Les gens d'affaires réalisent, en premier lieu, qu'il faut faire une plus grande place aux entrepreneurs des différentes minorités. Madame Pageau-Goyette poursuivait par l'aveu suivant: «Les membres de ces communautés représentent une richesse indiscutable. Pourtant, nous ne les avons pas suffisamment accueillis chez nous jusqu'à maintenant.»7 ] On y voit même une occasion de réaliser de bonnes transactions. «Avec le libre-échange et la mondialisation des marchés, l'heure est à l'exportation. Les gens d'affaires souhaitent sans doute voir plus d'allophones faire partie de la Chambre pour être en mesure de bénéficier de leurs contacts et de leur expertise des marchés étrangers.»8 ]

En second lieu, il est indéniable que les associations patronales cherchent à se donner un rôle de maître d'oeuvre et à accroître leur influence en adoptant les modèles européens. La présidente de la Chambre de commerce de Montréal soutient ainsi que «Les gouvernements n'ont pratiquement plus les moyens d'intervenir. C'est donc à nous de trouver des solutions. On y verra.»9 ]

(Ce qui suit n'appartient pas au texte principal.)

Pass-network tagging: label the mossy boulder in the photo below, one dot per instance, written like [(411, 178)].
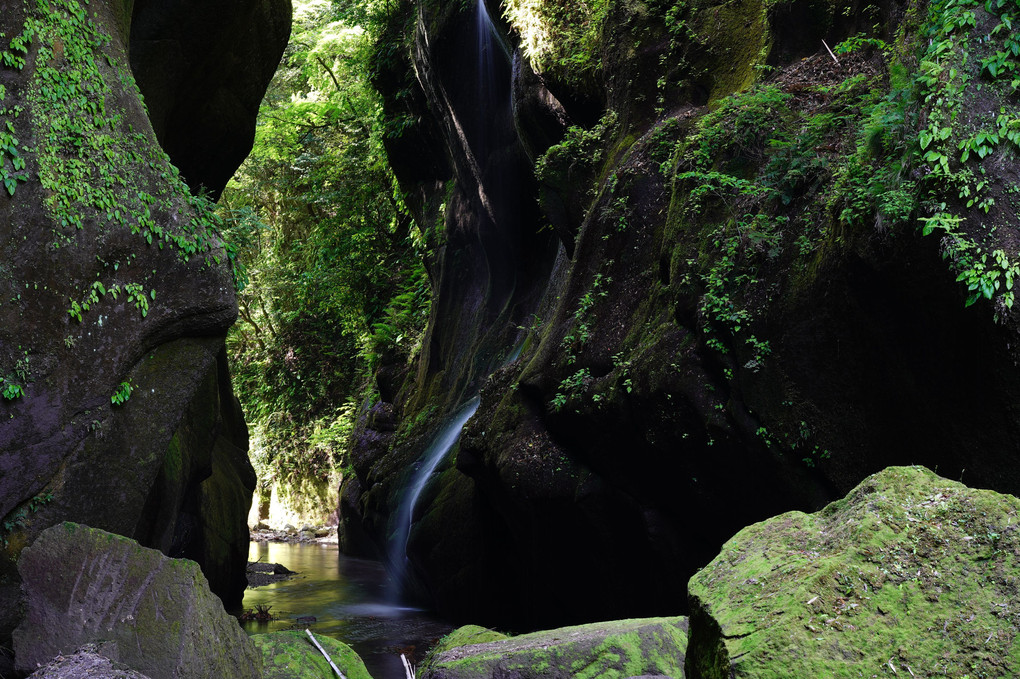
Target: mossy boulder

Mais la principale mutation est sans aucun doute le nouveau partenariat qui s'établit de plus en plus avec les syndicats.

Au cours des derniers mois, il est devenu de plus en plus manifeste que les entrepreneurs et les syndicats ont enterré la hache de guerre. Si la force syndicale l'a emporté pendant les années 70, si celle du patronat a profondément marqué les années 80, les années 90 ont commencé par l'émergence d'un nouvel état d'esprit. On parle de plus en plus de concertation. La FTQ et le Conseil du patronat se sont retrouvés à la même table pour défendre conjointement le projet Grande-Baleine. On tend à effectuer les nouvelles planifications en réunissant toutes les parties concernées, qu'il s'agisse de la construction de bateaux de croisière, de pression concernant le dollar et plus encore de la formation de la main-d'oeuvre. À ce dernier chapitre, les gens d'affaires avouent qu'ils devront mettre les bouchées doubles. Ainsi, le nouveau président de la Chambre de commerce du Montréal métropolitain reconnaissait ce qui suit: «[ ... ] nous n'avons pas particulièrement fait preuve de vision jusqu'à maintenant, dans l'important domaine de la formation»10 ] .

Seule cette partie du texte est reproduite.